I have been experimenting with time management for almost 10 years now. Early in my career as a researcher, I noticed that if you manage to focus well, you can get extremely productive and will need only a fraction of the time planned. However, achieving productivity is not trivial: there is no button on the back of your head to switch it on, unfortunately.

In this post, I would like to share the pure basics, which work well for me for many years now. You have heard many of them already, but I am sure you still do not “live” them, for one reason or another.

  1. Switch off media when you want to focus. Put your phone in the next room, switch off email and all messaging apps.

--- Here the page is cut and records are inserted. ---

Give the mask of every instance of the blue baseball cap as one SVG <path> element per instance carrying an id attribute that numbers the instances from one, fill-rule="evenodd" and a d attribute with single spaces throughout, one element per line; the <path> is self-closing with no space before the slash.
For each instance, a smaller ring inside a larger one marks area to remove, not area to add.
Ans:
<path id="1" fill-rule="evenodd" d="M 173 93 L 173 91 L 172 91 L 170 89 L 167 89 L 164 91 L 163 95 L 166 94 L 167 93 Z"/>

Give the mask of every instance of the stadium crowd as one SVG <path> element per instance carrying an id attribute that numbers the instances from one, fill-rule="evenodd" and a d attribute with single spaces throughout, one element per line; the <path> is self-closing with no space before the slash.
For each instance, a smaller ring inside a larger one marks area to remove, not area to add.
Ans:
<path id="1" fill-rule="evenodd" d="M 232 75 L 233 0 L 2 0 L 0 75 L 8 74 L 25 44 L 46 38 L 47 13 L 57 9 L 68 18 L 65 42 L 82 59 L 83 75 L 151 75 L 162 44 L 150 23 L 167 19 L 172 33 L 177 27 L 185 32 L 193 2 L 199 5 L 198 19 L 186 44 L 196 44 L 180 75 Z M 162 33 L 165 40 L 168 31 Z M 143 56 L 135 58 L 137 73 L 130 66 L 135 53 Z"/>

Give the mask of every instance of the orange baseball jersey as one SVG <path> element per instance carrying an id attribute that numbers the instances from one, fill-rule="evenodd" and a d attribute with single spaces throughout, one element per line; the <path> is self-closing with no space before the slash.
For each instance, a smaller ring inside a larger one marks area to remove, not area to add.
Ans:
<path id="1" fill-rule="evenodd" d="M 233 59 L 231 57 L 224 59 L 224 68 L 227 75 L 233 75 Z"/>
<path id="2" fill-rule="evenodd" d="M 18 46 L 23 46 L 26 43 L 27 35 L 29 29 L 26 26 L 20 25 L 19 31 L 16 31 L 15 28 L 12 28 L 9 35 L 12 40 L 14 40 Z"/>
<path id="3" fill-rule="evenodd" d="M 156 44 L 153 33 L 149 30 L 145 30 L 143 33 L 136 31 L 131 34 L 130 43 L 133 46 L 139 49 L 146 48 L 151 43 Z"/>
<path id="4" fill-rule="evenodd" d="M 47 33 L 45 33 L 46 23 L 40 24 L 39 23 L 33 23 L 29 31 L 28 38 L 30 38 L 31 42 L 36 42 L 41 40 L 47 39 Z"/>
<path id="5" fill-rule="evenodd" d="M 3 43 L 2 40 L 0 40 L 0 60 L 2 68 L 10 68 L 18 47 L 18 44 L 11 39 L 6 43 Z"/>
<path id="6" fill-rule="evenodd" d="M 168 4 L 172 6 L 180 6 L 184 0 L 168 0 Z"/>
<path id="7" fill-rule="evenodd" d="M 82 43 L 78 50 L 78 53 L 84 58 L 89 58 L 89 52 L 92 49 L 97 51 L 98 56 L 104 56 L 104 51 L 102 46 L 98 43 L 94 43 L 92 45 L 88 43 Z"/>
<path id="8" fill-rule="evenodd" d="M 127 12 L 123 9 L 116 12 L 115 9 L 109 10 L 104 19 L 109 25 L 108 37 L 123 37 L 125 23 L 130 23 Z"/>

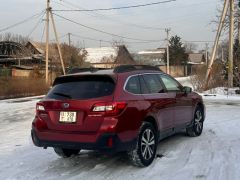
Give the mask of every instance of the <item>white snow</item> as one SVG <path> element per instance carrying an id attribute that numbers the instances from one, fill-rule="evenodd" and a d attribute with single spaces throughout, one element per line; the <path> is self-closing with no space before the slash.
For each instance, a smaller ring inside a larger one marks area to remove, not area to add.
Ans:
<path id="1" fill-rule="evenodd" d="M 180 133 L 161 141 L 163 157 L 147 168 L 132 166 L 122 154 L 82 151 L 62 159 L 51 148 L 37 148 L 30 138 L 37 100 L 0 101 L 0 179 L 239 180 L 240 99 L 222 96 L 204 97 L 207 117 L 200 137 Z"/>

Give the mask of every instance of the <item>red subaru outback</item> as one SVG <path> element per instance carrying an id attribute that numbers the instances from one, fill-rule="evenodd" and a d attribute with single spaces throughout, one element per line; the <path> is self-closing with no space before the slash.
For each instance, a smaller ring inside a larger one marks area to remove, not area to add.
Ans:
<path id="1" fill-rule="evenodd" d="M 88 69 L 55 79 L 36 105 L 32 139 L 62 157 L 81 149 L 128 152 L 148 166 L 158 142 L 180 130 L 199 136 L 205 108 L 201 96 L 152 66 Z"/>

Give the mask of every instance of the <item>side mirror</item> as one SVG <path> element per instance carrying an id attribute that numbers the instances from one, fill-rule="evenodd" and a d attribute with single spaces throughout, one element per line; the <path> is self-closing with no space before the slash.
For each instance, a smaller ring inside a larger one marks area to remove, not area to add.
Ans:
<path id="1" fill-rule="evenodd" d="M 192 88 L 191 88 L 191 87 L 188 87 L 188 86 L 184 86 L 184 87 L 183 87 L 183 92 L 184 92 L 185 94 L 189 94 L 189 93 L 192 92 Z"/>

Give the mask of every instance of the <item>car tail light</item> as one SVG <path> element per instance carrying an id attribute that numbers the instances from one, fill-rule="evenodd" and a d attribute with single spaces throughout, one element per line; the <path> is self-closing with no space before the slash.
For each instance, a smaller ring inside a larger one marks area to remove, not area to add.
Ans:
<path id="1" fill-rule="evenodd" d="M 37 103 L 36 114 L 39 115 L 41 113 L 45 113 L 45 107 L 41 103 Z"/>
<path id="2" fill-rule="evenodd" d="M 126 106 L 126 102 L 97 103 L 93 106 L 92 112 L 103 113 L 107 116 L 116 116 L 123 112 Z"/>
<path id="3" fill-rule="evenodd" d="M 47 123 L 42 120 L 42 119 L 37 119 L 36 122 L 35 122 L 35 126 L 38 130 L 44 130 L 44 129 L 47 129 Z"/>

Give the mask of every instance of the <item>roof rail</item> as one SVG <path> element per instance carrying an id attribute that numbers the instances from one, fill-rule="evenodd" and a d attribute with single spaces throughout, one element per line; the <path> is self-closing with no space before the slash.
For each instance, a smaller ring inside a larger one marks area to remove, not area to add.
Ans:
<path id="1" fill-rule="evenodd" d="M 99 70 L 106 70 L 109 68 L 95 68 L 95 67 L 89 67 L 89 68 L 72 68 L 67 71 L 67 74 L 75 74 L 75 73 L 81 73 L 81 72 L 96 72 Z"/>
<path id="2" fill-rule="evenodd" d="M 129 71 L 138 70 L 151 70 L 151 71 L 161 71 L 158 67 L 149 65 L 121 65 L 114 68 L 114 73 L 124 73 Z M 162 72 L 162 71 L 161 71 Z"/>

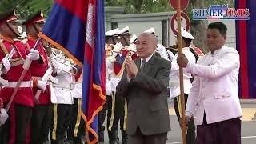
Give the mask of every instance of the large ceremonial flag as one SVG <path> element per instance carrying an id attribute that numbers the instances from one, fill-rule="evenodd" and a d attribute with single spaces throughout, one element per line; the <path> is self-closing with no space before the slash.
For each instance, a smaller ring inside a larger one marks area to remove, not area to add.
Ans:
<path id="1" fill-rule="evenodd" d="M 98 113 L 106 102 L 103 0 L 55 0 L 39 36 L 83 68 L 82 115 L 87 141 L 98 140 Z"/>
<path id="2" fill-rule="evenodd" d="M 256 98 L 256 1 L 236 0 L 236 9 L 249 9 L 250 20 L 236 21 L 236 44 L 240 54 L 239 95 Z"/>

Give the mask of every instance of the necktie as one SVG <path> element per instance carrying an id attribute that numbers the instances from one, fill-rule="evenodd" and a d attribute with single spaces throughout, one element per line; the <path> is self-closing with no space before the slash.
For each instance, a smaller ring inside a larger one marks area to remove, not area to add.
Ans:
<path id="1" fill-rule="evenodd" d="M 145 59 L 143 59 L 142 62 L 141 71 L 142 71 L 144 70 L 146 63 L 146 61 Z"/>

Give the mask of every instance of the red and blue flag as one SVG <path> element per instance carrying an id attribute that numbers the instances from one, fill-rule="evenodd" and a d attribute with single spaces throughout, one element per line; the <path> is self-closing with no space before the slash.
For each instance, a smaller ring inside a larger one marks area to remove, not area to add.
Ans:
<path id="1" fill-rule="evenodd" d="M 83 68 L 82 116 L 87 142 L 98 141 L 98 113 L 106 102 L 103 0 L 55 0 L 39 36 Z"/>

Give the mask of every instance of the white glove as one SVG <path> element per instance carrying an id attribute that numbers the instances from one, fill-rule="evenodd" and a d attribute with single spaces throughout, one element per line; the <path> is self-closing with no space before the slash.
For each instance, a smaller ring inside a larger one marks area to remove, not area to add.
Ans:
<path id="1" fill-rule="evenodd" d="M 109 56 L 108 58 L 106 58 L 106 60 L 110 61 L 113 63 L 115 61 L 115 57 L 114 57 L 113 55 Z"/>
<path id="2" fill-rule="evenodd" d="M 58 62 L 56 59 L 52 59 L 51 61 L 51 66 L 53 67 L 53 73 L 56 73 L 58 68 Z"/>
<path id="3" fill-rule="evenodd" d="M 165 55 L 166 54 L 166 48 L 161 44 L 158 44 L 157 50 L 160 54 L 160 55 Z"/>
<path id="4" fill-rule="evenodd" d="M 10 61 L 8 61 L 6 58 L 2 58 L 2 62 L 3 65 L 2 73 L 6 74 L 10 68 Z"/>
<path id="5" fill-rule="evenodd" d="M 131 51 L 136 51 L 136 45 L 134 43 L 130 44 L 128 48 Z"/>
<path id="6" fill-rule="evenodd" d="M 39 51 L 36 50 L 31 49 L 30 50 L 30 54 L 27 54 L 27 58 L 29 58 L 31 60 L 38 60 L 39 59 Z"/>
<path id="7" fill-rule="evenodd" d="M 41 89 L 42 91 L 45 91 L 46 90 L 46 82 L 44 82 L 44 81 L 38 81 L 38 87 L 39 88 L 39 89 Z"/>
<path id="8" fill-rule="evenodd" d="M 0 114 L 0 123 L 1 124 L 5 124 L 6 121 L 7 120 L 8 118 L 8 114 L 6 111 L 5 109 L 2 108 L 1 110 L 1 114 Z"/>
<path id="9" fill-rule="evenodd" d="M 174 58 L 174 53 L 172 53 L 171 51 L 170 50 L 167 50 L 166 53 L 168 54 L 169 55 L 169 59 L 170 62 L 173 61 Z"/>
<path id="10" fill-rule="evenodd" d="M 118 42 L 114 45 L 113 48 L 113 51 L 118 53 L 121 51 L 122 48 L 122 44 L 121 42 Z"/>

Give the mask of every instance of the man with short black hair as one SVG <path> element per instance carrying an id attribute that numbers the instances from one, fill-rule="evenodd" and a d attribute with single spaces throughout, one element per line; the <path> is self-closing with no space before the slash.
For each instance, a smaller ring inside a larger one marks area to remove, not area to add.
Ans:
<path id="1" fill-rule="evenodd" d="M 188 62 L 185 56 L 178 58 L 179 66 L 195 75 L 186 119 L 188 122 L 195 117 L 197 144 L 241 144 L 239 54 L 234 48 L 225 46 L 226 30 L 222 22 L 208 26 L 206 42 L 210 52 L 197 64 Z"/>
<path id="2" fill-rule="evenodd" d="M 128 102 L 128 144 L 164 144 L 170 130 L 166 99 L 170 62 L 154 54 L 157 44 L 154 34 L 139 35 L 139 58 L 126 58 L 117 86 L 117 95 L 126 96 Z"/>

You probably know these. But did you think also about calendar notifications, Dropbox und Google Drive updates, etc? All these disrupt your flow and any disruption, even just for a second, brings you off your real work. In general, I am very conservative which apps can send me notifications and I generally switch them all off. If I know that a meeting is upcoming and I am afraid to miss it because I am so deeply involved in my work, I set an alarm.
  2. Allow emails to “ripe”. You do not have to answer each and any email that comes and surely not immediately. It is better to wait for at least several hours. This also means that you do not have to check on emails constantly, you can do so during waiting times (e.g. when a meeting has finished earlier). I really hate emails – once you answer one, an avalanche of further emails come upon you.
  3. Observe yourself and identify the most productive times. For me, these are the mornings, between 9am and 12pm, approximately. Block these slots for your most important work. Do not waste them for meetings, emails, etc.
  4. Do not overbook your time. You want to work 8 hours per day? Then schedule at most 6. You need the remaining two for breaks, switching tasks, checking emails and   buying coffee in the cafeteria.
  5. Make a (virtual) office hour. Each time somebody asks you for a meeting, it costs you 3-4 minutes to check your calendar and to answer to that person. Especially with students and admin stuff, it is really useful to have a fixed office hour. I switch on my Zoom personal meeting and can check emails and do some other small and quick tasks while I am waiting for people to come. I find this extremely useful and efficient – people know when they can surely find me and talk to me and I know that I usually manage to put some todos off my list. Plus, people tend to be more constructive in your office hour, since they assume others are waiting.
  6. Organise your todos. It is not enough to keep a list of todos, since these lists tend to grow very long. What works better for me is to organise into sub-lists, which I can grab one by one and work myself down. For example, I have a list for paper writing, a list for teaching and students, a list for admin stuff, etc. The items which have a deadline, get a deadline. I am not a fan of putting deadlines to items which do not have any. For some reason, I always end up not meeting those (because I know they are not real and I cannot fool myself), but I still feel bad about it. What is worse, however, I cannot visually and quickly differentiate between real and non-real deadlines and I end up messing it all up. Thus, only real deadlines are marked. I use Trello for this.
  7. Reserve time for important tasks. Some tasks, like meetings and email checking, have the incredible talent of eating all your time, if you allow them to do so. If I go to all meetings I have been invited to and I answer all emails immediately, I would end up with almost no time for real work (like papers, and research, and teaching, and supervision – they are not few!) Thus, I started reserving floating slots for time eaters. I would decide how much time I need to invest in them, e.g. 15 hours per week for meetings (wow, so much!). Then, once I schedule a meeting, one of these floating slots disappear from your calendar. Once they are all gone, it is over – first come, first serve. This has taught me also to say no to meetings which I think will not   serve my priorities, so that I have meeting slots available for more important stuff. This principle, together with step 3 works well for me to keep control over my time.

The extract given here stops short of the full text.